When I gathered enough courage and went into the office yesterday, there were whispers. My close colleagues confided in me that some colleagues were blaming me for not being able to “take jokes.” Some of my closest colleagues suddenly started avoiding me. I would like to think they probably did not know how to console me. Still, it was very painful.
I don’t regret that I spoke up– although it probably left some mud in my reputation and future job prospect. I spoke up because I cannot justify my job if i cannot even speak up for myself.
I am happy that Mediacorp is acknowledging *additional allegations* brought forth by five other producers and hope they will be fully investigated in the near future. And I hope this incident prompts more open culture and dialogue within the company.

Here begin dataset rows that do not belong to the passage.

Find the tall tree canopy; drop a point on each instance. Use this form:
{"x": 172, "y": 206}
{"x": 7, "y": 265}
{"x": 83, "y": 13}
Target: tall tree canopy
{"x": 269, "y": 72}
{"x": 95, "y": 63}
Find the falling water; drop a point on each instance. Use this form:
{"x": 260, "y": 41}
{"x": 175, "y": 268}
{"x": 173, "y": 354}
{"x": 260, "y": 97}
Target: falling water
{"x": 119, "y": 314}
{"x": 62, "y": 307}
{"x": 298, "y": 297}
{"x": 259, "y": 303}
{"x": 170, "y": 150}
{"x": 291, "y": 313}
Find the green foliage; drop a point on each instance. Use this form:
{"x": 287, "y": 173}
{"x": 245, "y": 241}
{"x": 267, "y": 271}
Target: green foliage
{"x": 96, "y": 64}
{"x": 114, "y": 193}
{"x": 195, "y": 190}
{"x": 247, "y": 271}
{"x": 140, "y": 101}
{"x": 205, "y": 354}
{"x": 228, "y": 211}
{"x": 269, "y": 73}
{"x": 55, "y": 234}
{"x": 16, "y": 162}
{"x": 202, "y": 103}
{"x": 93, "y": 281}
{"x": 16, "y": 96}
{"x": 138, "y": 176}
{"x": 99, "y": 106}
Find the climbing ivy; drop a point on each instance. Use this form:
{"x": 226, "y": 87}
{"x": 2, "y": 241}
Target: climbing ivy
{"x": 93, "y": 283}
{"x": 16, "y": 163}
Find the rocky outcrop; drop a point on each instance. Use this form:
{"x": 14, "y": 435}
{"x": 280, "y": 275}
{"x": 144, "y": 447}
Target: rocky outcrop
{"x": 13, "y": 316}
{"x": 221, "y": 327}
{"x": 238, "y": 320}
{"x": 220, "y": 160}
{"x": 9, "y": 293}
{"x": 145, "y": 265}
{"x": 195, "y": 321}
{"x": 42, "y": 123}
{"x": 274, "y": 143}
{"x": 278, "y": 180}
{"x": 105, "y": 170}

I think this is very important because I was repeatedly discouraged from going to HR with my past complaints. And that should not happen anymore. Everyone deserves to feel safe and respected at work– regardless of their age, gender, sexuality or ethnicity.
I had a wonderful time in Singapore. I made everlasting friends such as Noreen and Claire . I’ve learned so much in Channel News Asia from wonderful colleagues who’ve supported me and encouraged me. I am especially grateful for Dawn Karen Tan and my direct boss Fred. They were so supportive and caring. I am forever grateful.
During past two weeks, I’ve received many messages from Singaporeans I do not know– even from Houston, Texas! Sorry I cannot respond individually but thank you so much for your messages. It gave me strength.
I will be leaving Singapore soon as I am now a tourist. Thank you Singapore.”
According to the Mediacorp spokesman, Park tendered her resignation in September and left the company after serving a shortened notice period. She will be leaving Singapore soon.